Orlando Figes Natasha's Dance

Nikolai Gogol
The Overcoat
Dead Souls

Maxim Gorky Children of the Sun

Thomas Hardy Jude the Obscure*

Alexander Herzen My Past and Thoughts

Aleksey Khomyakov Whatever I can find!

Ivan Kireevsky Whatever I can find!

Osip Mandelstam The Noise of Time: Selected Prose

Vladimir Mayakovsky The Bedbug and Selected Poetry

Vladimir Nabokov Lolita

Boris Pasternak Dr. Zhivago

Richard Pipes
Russian Conservatism and Its Critics
Karamzin's Memoir on Ancient and Modern Russia: A Translation and Analysis

Andrey Platonov The Foundation Pit

Aleksandr Radishchev Journey from St. Petersburg to Moscow

Mikhail Saltykov-Shchedrin
The History of a Town
The Golovylov Family

Aleksandr Solzhenitsyn One Day in the Life of Ivan Denisovich

Leo Tolstoy War and Peace

*works I plan to reread

6 comments:

The Reactionary Epicurean said...

I'd add "Darkness at Noon" by Arthur Koestler for the full Russian experience.

TKB said...

Wow, you recommended a polymath, I'm shocked.

I guess I should also read something relevant, like Nietzsche. Any good starting points?

John said...

Well, as long as you're reading Russians, you might want to give Pushkin a shot too...

Particularly since, according to the times, failing to do so can get you dumped:
http://www.nytimes.com/2008/03/30/books/review/Donadio-t.html

Eve said...

Oy, I'd say ANNA KARENINA not W&P--but then... I would.

For Nietzsche, it depends on your temperament and the questions you're trying to answer. I got a lot out of THE GENEALOGY OF MORALS very early on, and also think it's one of his most profound works, so there's that. BEYOND GOOD AND EVIL is easy and fun. THE GAY SCIENCE is hilarious. ZARATHUSTRA I'd recommend after you've read a couple of the others. I love it with a foolish love, but you need to be willing to treat it like a lover, and interpret it according to your desires and not its apparent worth.

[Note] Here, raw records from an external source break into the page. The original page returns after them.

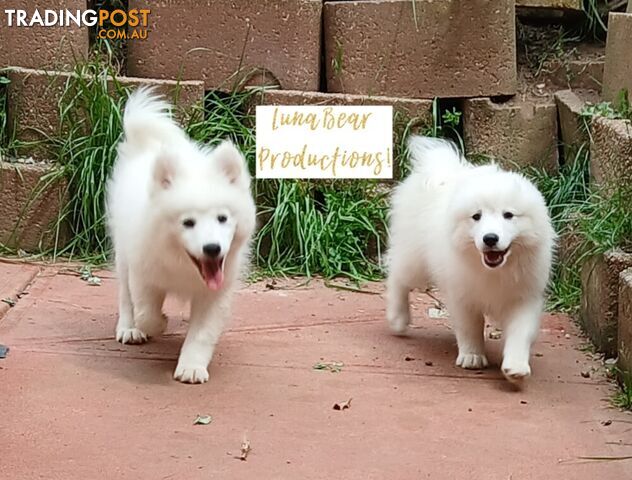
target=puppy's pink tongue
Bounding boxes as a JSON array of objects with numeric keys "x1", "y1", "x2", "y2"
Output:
[{"x1": 202, "y1": 260, "x2": 224, "y2": 290}]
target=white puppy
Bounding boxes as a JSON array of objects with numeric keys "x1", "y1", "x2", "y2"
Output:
[
  {"x1": 108, "y1": 89, "x2": 255, "y2": 383},
  {"x1": 387, "y1": 137, "x2": 555, "y2": 382}
]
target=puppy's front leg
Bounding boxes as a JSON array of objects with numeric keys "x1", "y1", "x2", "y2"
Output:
[
  {"x1": 173, "y1": 295, "x2": 230, "y2": 383},
  {"x1": 501, "y1": 300, "x2": 542, "y2": 383},
  {"x1": 447, "y1": 302, "x2": 488, "y2": 369},
  {"x1": 386, "y1": 272, "x2": 410, "y2": 335}
]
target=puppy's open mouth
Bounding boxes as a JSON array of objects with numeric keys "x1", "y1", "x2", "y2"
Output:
[
  {"x1": 189, "y1": 255, "x2": 224, "y2": 290},
  {"x1": 483, "y1": 248, "x2": 509, "y2": 268}
]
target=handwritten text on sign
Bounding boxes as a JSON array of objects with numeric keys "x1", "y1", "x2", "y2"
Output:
[{"x1": 257, "y1": 106, "x2": 393, "y2": 178}]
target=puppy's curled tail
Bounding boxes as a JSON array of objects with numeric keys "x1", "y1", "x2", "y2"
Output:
[
  {"x1": 407, "y1": 135, "x2": 467, "y2": 178},
  {"x1": 123, "y1": 87, "x2": 183, "y2": 149}
]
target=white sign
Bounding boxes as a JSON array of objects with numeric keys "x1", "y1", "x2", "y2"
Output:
[{"x1": 257, "y1": 106, "x2": 393, "y2": 178}]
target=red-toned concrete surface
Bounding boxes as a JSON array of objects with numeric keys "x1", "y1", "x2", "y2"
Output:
[{"x1": 0, "y1": 265, "x2": 632, "y2": 480}]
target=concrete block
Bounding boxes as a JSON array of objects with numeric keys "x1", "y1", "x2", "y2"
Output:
[
  {"x1": 127, "y1": 0, "x2": 322, "y2": 91},
  {"x1": 463, "y1": 98, "x2": 558, "y2": 172},
  {"x1": 618, "y1": 268, "x2": 632, "y2": 378},
  {"x1": 0, "y1": 0, "x2": 90, "y2": 70},
  {"x1": 580, "y1": 250, "x2": 632, "y2": 357},
  {"x1": 602, "y1": 12, "x2": 632, "y2": 102},
  {"x1": 545, "y1": 58, "x2": 604, "y2": 92},
  {"x1": 590, "y1": 117, "x2": 632, "y2": 193},
  {"x1": 0, "y1": 160, "x2": 69, "y2": 252},
  {"x1": 324, "y1": 0, "x2": 517, "y2": 98},
  {"x1": 555, "y1": 90, "x2": 590, "y2": 163},
  {"x1": 7, "y1": 68, "x2": 204, "y2": 159}
]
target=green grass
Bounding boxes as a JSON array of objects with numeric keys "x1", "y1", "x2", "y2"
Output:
[
  {"x1": 0, "y1": 74, "x2": 9, "y2": 158},
  {"x1": 612, "y1": 369, "x2": 632, "y2": 410},
  {"x1": 39, "y1": 63, "x2": 128, "y2": 264}
]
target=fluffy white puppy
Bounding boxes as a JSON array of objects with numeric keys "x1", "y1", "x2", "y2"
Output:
[
  {"x1": 386, "y1": 137, "x2": 555, "y2": 382},
  {"x1": 107, "y1": 89, "x2": 255, "y2": 383}
]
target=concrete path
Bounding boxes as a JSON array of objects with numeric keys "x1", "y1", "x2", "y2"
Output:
[{"x1": 0, "y1": 263, "x2": 632, "y2": 480}]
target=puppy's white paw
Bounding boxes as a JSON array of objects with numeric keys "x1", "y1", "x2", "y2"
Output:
[
  {"x1": 136, "y1": 313, "x2": 168, "y2": 337},
  {"x1": 173, "y1": 364, "x2": 208, "y2": 383},
  {"x1": 116, "y1": 328, "x2": 147, "y2": 345},
  {"x1": 387, "y1": 312, "x2": 410, "y2": 335},
  {"x1": 501, "y1": 358, "x2": 531, "y2": 384},
  {"x1": 456, "y1": 352, "x2": 488, "y2": 370}
]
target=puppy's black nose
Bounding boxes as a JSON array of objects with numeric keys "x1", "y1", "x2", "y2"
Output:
[
  {"x1": 202, "y1": 243, "x2": 222, "y2": 258},
  {"x1": 483, "y1": 233, "x2": 500, "y2": 247}
]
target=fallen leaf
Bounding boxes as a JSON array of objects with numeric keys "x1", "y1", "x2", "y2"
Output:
[
  {"x1": 312, "y1": 362, "x2": 344, "y2": 373},
  {"x1": 334, "y1": 398, "x2": 352, "y2": 410},
  {"x1": 428, "y1": 308, "x2": 449, "y2": 318},
  {"x1": 193, "y1": 415, "x2": 213, "y2": 425},
  {"x1": 2, "y1": 297, "x2": 15, "y2": 307},
  {"x1": 237, "y1": 438, "x2": 250, "y2": 462}
]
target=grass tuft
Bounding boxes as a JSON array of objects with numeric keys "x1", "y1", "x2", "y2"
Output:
[{"x1": 49, "y1": 63, "x2": 128, "y2": 264}]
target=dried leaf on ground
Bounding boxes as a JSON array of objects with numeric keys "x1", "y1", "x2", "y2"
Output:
[
  {"x1": 1, "y1": 297, "x2": 15, "y2": 307},
  {"x1": 312, "y1": 362, "x2": 344, "y2": 373},
  {"x1": 334, "y1": 398, "x2": 352, "y2": 410},
  {"x1": 193, "y1": 415, "x2": 213, "y2": 425},
  {"x1": 237, "y1": 438, "x2": 250, "y2": 462}
]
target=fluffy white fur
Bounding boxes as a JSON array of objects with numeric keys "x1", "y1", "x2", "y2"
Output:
[
  {"x1": 387, "y1": 137, "x2": 555, "y2": 382},
  {"x1": 108, "y1": 89, "x2": 255, "y2": 383}
]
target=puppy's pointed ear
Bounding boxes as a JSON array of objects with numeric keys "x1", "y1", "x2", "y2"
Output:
[
  {"x1": 212, "y1": 140, "x2": 250, "y2": 189},
  {"x1": 154, "y1": 150, "x2": 176, "y2": 190}
]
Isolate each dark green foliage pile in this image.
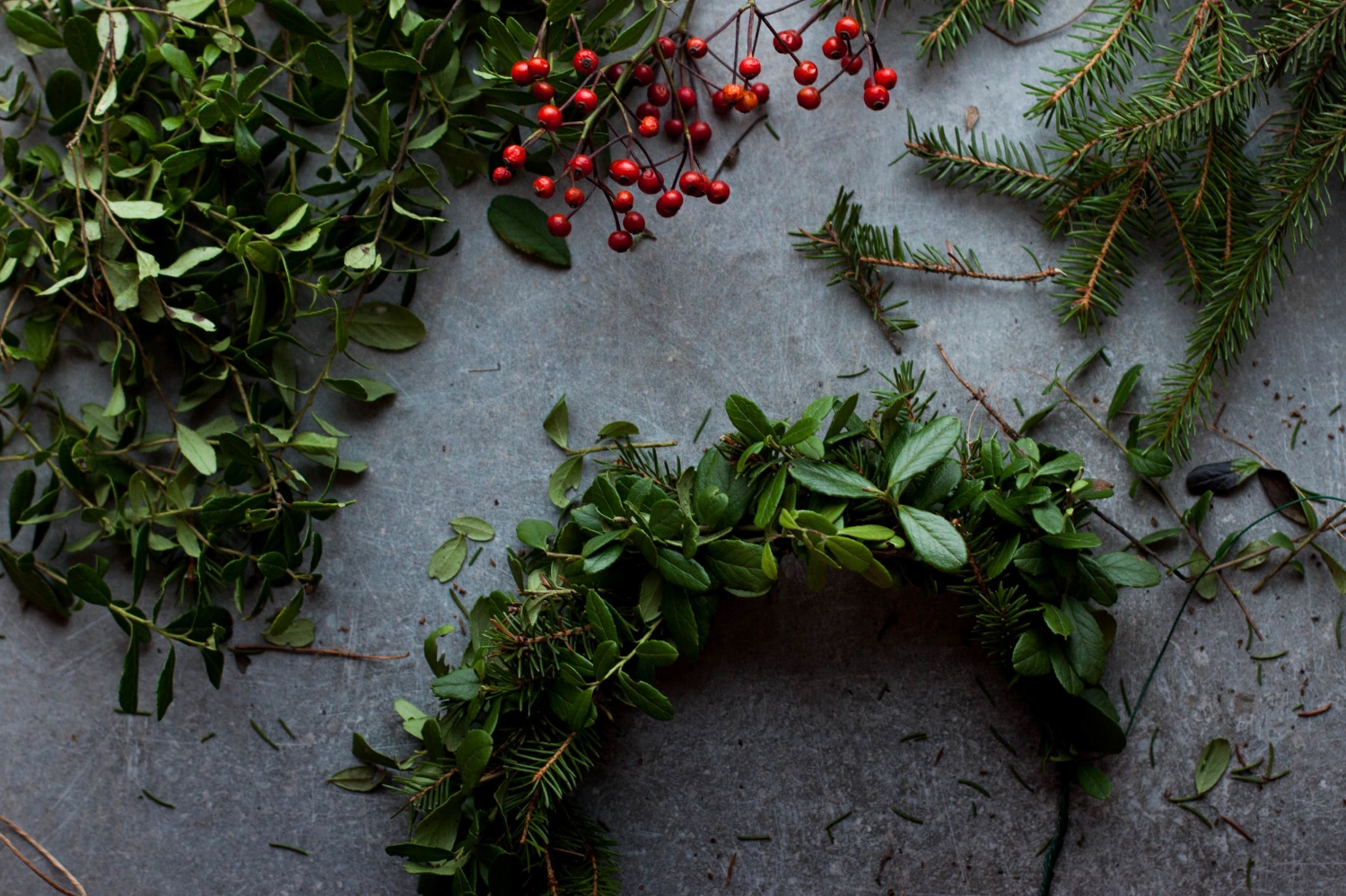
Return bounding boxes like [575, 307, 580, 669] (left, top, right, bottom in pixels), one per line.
[353, 366, 1159, 893]
[0, 0, 466, 718]
[906, 0, 1346, 457]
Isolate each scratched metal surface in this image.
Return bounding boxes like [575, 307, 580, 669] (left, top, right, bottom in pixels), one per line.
[0, 3, 1346, 896]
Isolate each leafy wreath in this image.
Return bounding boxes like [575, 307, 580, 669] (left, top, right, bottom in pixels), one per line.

KING LEAR. LOVE IN THE WESTERN WORLD. SABBATH'S THEATER. I don't know. Whatevs. See you in a week.

TKB said...

Eeh I read the Bronze Horseman (in English, and some of the Russian, although my Russian isn't really good enough for it yet); I wasn't blown away, but it's entirely possible that I let my resentment of Peter I color my interpretation.

I read Anna Karenina a while ago- enjoyed it, but not on the level I enjoy Dostoevsky. I'm reading W&P out of a sense of obligation, really, and also because Russia's perpetual identity crisis never ceases to amaze.

Thanks for the advice about Nietzsche, though; I'll definitely be looking more into it.

John said...

Not to stick my head into this again, but I'd would also recommend Love in the Western World... If you're looking for how to be Nietzschean without committing to postmodernity, it's definitely the place to go. Plus its extremely well written.